- A Navy secretary must pursue her retaliation claim through the Navy’s administrative procedure before she can sue in court, the District of Columbia U.S. Circuit Court of Appeals held (Webster v. Del Toro, No. 21-5040 (D.C. Cir. Sept. 20, 2022)).
- The secretary complained to the Navy that an IT contractor was subjecting her to a hostile work environment by telling others she was trouble and to watch out, according to court documents. She also alleged that her supervisor, a Navy captain, permitted the harassment. The Navy found her complaint unproven, and she appealed to the U.S. Equal Employment Opportunity Commission, which agreed with the Navy. However, the EEOC did find that the captain may have retaliated against the secretary by disclosing her earlier EEO charges to the contractor. She sued the Navy for retaliation under Title VII of the Civil Rights Act of 1964.
- The lawsuit was properly dismissed, the D.C. Circuit held. “Section 717(c) [of Title VII] consists of one long, convoluted sentence, but this much is clear: It requires a federal employee to present a ‘charge’ or ‘complaint’ of discrimination or retaliation to the employing agency before presenting it in court,” the panel explained. The secretary’s complaint did not present a retaliation charge, and without more, she was not permitted to litigate it, the court said.
Like employees in the private sector, federal workers may not go directly to court with a Title VII complaint. Other than charges of age or equal pay discrimination, Section 717 requires federal employees to first try to settle their complaint with their employing agency under an extensive administrative procedure, according to an EEOC management directive.
The first step is contacting their agency’s EEO counselor, an EEOC guidance explains. If the dispute isn’t settled through counseling, the employee can file a formal complaint against the agency with its EEO office. Following an investigation, if the employee doesn’t agree with they agency’s determination, the employee can appeal to the EEOC or challenge the decision in court.
While the administrative procedures differ, the standard is the same for both private sector and federal employees: “Outside the context of hostile work environment claims, an ‘unlawful employment practice’ under Title VII is a ‘discrete retaliatory or discriminatory act’ that must be individually charged and filed within the appropriate deadline,” the D.C. Circuit explained. A charge alleging one unlawful practice does not permit the employer to challenge others, it emphasized.
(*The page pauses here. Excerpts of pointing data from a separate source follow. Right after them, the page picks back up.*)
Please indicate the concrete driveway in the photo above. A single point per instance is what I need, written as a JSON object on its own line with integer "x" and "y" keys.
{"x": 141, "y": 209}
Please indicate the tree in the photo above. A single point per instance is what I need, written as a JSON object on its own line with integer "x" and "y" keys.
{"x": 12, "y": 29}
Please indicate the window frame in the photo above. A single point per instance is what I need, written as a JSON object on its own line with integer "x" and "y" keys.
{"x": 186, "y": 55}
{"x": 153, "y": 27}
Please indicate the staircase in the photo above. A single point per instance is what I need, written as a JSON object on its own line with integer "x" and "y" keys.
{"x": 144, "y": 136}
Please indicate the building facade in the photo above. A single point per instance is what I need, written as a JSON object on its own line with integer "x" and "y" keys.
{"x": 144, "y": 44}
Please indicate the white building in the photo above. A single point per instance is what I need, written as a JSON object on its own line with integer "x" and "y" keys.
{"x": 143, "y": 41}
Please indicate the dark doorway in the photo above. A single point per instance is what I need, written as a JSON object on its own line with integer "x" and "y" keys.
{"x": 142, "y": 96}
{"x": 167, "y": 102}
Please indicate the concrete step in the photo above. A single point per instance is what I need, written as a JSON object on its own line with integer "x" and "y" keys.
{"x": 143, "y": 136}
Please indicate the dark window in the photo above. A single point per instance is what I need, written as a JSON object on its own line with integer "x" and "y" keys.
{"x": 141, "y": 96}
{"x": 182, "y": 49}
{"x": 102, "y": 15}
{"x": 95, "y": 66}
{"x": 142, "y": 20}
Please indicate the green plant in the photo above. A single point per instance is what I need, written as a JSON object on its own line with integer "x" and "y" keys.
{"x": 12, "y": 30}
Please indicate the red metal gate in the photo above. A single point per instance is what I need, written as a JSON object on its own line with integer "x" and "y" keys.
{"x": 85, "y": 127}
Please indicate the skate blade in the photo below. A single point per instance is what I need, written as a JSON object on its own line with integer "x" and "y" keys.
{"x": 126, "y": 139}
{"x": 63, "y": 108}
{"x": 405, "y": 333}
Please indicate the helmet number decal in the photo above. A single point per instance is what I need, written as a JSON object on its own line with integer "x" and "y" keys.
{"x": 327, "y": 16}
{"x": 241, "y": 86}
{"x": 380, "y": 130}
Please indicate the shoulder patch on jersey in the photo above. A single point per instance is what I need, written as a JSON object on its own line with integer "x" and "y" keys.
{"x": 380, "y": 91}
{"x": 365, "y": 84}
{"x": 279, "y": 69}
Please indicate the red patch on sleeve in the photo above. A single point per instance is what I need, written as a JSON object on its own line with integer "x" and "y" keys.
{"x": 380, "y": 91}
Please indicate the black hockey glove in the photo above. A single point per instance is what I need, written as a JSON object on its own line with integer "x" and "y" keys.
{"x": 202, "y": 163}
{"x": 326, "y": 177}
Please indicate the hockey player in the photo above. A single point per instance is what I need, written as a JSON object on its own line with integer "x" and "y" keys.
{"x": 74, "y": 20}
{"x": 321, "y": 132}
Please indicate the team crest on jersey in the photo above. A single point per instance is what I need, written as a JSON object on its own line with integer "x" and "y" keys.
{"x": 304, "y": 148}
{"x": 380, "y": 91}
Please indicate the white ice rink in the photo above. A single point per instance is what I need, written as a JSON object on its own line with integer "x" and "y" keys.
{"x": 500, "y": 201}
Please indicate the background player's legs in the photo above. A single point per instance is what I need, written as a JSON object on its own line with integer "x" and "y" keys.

The D.C. Circuit construes administrative complaints “charitably in favor of the employee,” the panel noted. But in this case, the secretary’s complaint asserted only that the captain allowed the contractor to subject her to a hostile environment on or about a specific date. “No amount of liberal construction” could transform this claim into only that the captain retaliated against her a few weeks later by disclosing her past EEO activity, the court said.
Also, during the Navy’s investigation, the secretary never indicated that she wished to pursue a retaliation claim, the D.C. Circuit noted. Instead, she mentioned in passing that the captain may have told the contractor about her earlier EEO charges but made it clear that her complaint was not about his conduct.